The 1995 season was the first year that the revenue disparity made a huge jump and feeding into the all ready gold-lined pockets with more gold and the teams not within the Alliance their revenue did not increase since they were not allowed into the party.
1998 was a huge deal because that is the year the BCS was formed. It actually, reluctantly, joined the party and that is when the bowl season income jumped exponentially each year for the BCS leagues.
As for the non-BCS leagues they get $9.5 million each year and then an additional $9.5 million once a non-BCS team makes it into a big money game.

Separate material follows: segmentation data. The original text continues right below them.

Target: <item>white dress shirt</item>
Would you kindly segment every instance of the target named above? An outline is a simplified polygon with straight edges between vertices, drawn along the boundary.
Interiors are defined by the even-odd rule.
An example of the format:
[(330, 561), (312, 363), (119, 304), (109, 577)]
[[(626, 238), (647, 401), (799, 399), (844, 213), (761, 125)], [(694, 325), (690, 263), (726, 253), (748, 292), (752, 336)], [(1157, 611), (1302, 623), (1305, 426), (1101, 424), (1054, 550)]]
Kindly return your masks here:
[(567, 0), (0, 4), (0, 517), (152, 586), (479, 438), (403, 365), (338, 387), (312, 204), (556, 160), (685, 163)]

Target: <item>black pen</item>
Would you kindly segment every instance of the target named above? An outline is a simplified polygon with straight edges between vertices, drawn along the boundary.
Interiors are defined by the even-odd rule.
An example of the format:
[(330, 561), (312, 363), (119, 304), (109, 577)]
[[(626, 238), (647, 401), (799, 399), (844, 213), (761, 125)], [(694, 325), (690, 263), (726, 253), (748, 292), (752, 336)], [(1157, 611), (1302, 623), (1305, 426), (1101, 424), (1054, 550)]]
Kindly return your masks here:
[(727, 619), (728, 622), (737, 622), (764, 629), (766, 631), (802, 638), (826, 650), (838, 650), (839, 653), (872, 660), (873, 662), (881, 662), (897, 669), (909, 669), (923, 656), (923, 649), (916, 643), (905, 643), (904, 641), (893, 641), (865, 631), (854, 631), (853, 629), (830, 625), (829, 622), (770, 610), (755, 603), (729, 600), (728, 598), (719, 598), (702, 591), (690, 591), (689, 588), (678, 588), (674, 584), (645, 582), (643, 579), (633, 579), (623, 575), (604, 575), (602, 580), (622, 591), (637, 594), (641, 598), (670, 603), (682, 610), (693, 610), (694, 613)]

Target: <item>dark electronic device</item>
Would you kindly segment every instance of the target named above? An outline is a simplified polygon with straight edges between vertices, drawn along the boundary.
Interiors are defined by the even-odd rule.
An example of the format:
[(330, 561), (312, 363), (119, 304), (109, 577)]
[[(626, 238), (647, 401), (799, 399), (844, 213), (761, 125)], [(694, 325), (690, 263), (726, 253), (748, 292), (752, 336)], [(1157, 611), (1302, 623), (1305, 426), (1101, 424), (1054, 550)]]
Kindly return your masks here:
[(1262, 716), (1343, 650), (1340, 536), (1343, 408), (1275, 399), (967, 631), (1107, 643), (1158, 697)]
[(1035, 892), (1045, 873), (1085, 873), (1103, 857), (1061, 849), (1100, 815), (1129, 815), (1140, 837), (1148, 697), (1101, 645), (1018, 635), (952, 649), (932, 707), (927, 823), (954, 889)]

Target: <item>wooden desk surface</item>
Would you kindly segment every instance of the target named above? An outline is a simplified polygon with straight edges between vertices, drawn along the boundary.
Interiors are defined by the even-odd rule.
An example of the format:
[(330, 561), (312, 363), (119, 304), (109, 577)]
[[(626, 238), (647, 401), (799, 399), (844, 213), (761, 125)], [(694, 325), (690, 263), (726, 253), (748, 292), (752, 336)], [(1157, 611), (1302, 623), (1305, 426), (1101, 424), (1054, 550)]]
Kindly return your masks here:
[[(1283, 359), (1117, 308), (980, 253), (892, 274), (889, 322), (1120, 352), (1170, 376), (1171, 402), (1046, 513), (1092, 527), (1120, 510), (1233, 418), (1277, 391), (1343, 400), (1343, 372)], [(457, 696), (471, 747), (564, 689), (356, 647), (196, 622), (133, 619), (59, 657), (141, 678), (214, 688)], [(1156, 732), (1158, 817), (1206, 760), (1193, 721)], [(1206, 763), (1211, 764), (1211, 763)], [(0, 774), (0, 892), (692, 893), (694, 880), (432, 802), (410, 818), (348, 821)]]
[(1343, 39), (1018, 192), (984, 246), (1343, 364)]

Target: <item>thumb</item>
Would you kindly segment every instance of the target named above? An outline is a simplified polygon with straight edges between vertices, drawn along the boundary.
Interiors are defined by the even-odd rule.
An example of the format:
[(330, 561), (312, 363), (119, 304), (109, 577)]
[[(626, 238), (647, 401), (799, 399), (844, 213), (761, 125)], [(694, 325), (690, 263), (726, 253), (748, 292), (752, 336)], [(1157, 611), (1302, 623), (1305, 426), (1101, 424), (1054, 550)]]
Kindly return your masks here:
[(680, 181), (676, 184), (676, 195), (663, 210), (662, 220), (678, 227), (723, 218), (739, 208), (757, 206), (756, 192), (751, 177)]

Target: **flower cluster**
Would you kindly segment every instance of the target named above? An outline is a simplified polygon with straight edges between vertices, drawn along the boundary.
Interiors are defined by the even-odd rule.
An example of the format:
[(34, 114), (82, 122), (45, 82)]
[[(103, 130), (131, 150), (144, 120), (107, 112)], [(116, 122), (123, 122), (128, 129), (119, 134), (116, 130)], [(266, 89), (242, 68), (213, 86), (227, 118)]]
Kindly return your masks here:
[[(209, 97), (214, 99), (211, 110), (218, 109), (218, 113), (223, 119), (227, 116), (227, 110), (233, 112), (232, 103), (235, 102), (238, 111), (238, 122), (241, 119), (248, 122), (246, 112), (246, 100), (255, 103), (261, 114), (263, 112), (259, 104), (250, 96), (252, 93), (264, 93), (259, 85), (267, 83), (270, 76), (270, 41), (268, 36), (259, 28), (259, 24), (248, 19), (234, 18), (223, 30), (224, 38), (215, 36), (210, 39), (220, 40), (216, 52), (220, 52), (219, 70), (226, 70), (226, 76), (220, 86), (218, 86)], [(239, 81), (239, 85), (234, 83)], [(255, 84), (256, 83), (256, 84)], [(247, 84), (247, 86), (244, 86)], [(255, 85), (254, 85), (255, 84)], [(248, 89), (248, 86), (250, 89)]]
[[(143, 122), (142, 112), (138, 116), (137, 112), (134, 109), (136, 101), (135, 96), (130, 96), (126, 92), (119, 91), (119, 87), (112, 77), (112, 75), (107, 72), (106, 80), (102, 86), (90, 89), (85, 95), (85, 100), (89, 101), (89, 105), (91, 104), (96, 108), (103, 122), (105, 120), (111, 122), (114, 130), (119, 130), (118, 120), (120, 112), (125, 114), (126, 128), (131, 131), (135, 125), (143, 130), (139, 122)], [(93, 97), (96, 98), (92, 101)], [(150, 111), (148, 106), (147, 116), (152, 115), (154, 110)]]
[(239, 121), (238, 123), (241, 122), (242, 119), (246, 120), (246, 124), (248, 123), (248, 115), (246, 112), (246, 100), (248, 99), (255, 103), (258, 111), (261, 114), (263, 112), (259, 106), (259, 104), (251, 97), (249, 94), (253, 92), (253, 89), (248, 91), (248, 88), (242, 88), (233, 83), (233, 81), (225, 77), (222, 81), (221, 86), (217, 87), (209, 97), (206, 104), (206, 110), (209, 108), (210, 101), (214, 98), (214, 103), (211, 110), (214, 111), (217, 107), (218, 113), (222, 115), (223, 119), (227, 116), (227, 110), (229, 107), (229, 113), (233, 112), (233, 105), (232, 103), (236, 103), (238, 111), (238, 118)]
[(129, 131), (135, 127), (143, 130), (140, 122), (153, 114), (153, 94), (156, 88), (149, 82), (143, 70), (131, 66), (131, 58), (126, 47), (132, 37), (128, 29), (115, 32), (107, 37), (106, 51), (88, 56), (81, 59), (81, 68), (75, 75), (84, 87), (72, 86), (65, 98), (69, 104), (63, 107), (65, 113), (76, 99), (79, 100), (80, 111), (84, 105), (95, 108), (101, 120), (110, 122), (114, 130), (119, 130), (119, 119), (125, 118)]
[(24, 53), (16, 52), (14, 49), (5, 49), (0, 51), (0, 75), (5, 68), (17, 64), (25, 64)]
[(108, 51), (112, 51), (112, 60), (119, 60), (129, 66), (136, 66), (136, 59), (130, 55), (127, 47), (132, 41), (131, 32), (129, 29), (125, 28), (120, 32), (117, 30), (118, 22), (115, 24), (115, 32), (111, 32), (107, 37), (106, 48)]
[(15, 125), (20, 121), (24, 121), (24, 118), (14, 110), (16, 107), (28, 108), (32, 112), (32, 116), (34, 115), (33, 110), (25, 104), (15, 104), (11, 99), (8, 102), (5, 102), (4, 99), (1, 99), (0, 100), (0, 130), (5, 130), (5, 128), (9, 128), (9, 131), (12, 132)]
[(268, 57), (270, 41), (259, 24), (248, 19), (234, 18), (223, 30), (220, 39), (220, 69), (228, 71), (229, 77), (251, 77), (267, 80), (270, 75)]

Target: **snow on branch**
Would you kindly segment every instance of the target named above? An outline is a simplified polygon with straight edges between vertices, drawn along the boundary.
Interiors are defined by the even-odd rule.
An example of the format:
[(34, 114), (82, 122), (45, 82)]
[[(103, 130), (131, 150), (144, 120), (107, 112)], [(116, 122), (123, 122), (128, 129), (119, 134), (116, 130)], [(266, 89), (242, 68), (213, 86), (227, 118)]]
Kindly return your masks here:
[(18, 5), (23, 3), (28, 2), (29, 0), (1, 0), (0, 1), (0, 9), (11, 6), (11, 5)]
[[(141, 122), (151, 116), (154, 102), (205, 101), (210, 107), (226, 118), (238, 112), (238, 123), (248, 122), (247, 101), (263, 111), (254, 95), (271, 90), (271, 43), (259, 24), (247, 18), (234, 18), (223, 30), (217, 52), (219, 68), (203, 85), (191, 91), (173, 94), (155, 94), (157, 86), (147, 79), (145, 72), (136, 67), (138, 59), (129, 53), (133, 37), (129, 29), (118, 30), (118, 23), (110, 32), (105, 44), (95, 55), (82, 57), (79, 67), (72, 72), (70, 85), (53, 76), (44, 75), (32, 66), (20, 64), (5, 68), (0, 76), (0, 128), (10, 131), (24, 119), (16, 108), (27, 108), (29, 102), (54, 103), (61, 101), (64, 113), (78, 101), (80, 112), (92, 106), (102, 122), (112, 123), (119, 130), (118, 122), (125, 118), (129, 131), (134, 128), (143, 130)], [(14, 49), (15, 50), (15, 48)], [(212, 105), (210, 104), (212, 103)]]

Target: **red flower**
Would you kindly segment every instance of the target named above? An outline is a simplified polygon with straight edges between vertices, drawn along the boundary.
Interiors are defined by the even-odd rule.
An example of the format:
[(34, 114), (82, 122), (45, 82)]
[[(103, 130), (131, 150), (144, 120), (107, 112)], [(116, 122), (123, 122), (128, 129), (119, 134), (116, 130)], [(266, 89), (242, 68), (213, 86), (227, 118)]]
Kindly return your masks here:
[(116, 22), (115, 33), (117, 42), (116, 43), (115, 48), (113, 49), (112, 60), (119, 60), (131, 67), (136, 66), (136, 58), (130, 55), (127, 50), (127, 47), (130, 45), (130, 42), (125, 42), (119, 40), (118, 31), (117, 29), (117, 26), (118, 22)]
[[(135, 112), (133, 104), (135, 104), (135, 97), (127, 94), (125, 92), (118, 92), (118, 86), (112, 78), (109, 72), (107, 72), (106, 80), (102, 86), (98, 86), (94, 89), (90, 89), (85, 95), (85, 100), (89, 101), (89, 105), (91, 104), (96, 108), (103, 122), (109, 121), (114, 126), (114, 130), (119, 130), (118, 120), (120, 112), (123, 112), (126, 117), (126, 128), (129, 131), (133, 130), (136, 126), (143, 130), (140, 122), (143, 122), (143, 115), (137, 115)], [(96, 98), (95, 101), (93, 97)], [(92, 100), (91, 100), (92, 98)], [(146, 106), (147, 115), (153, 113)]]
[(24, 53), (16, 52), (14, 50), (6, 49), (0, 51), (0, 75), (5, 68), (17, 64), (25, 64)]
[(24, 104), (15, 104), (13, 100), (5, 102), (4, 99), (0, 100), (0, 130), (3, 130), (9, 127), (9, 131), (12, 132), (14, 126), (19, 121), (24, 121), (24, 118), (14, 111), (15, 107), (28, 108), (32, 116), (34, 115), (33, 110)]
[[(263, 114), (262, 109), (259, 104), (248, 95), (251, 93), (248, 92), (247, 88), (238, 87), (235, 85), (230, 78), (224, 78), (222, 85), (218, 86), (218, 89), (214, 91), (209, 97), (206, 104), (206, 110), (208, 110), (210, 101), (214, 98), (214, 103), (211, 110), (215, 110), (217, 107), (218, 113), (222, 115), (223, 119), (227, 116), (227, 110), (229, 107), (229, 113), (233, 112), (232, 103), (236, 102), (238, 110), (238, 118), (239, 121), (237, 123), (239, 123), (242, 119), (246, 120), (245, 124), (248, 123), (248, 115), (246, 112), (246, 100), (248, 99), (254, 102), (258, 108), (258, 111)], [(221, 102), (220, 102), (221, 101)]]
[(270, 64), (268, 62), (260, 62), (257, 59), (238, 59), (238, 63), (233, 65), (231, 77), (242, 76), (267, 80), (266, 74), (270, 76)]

However, when you look at the chart when the BCS money increased during the current BCS model the non-BCS stays the relatively stagnant except when a non-BCS team gets into a BCS bowl game.
With the recent Congress hearings with the BCS the "defense" was that since the inception of the BCS it has given more access and money to the non-BCS, however when you take the bowl revenue where the majority is from the five BCS games that pay out is $17-$20 million.
Even with the money that is handed down to the non-BCS the disparity is growing everywhere, and the only years when the revenue moves in opposite directions is in 2004, 2006, 2007, and 2008. To no surprise that is the years when teams outside the BCS leagues qualified for a BCS game.
The argument that the BCS has given more money to the non-BCS is accurate that they would not have been able to get, but the flip side is that the BCS schools get astronomically more money then the non-BCS.
I agree that the BCS leagues deserve more money then the non-BCS leagues because Florida, USC, Texas, and others in that caliber are the one's that bring the ad dollars and eyeballs to the game.
One last note is that out of all of the bowl games that have one non-BCS schools participating only four have payouts of one million dollars or more. Again, this goes back to my earlier statement that the big leagues bring the money, but that number is putrid when one compares that the BCS leagues have twenty-two where the payout is over a million dollars.
The disparity is just going to keep growing unless there is another to distribute more revenue to the non-BCS schools, my only suggestion would be when a non-BCS schools gets into a BCS game that school and league get the entire pay out; instead of going by the current model that requires these qualifiers to share the bowl payout with all of the non-BCS leagues.
That is just a thought and in my opinion a logical choice to reward a school and league for having a great season.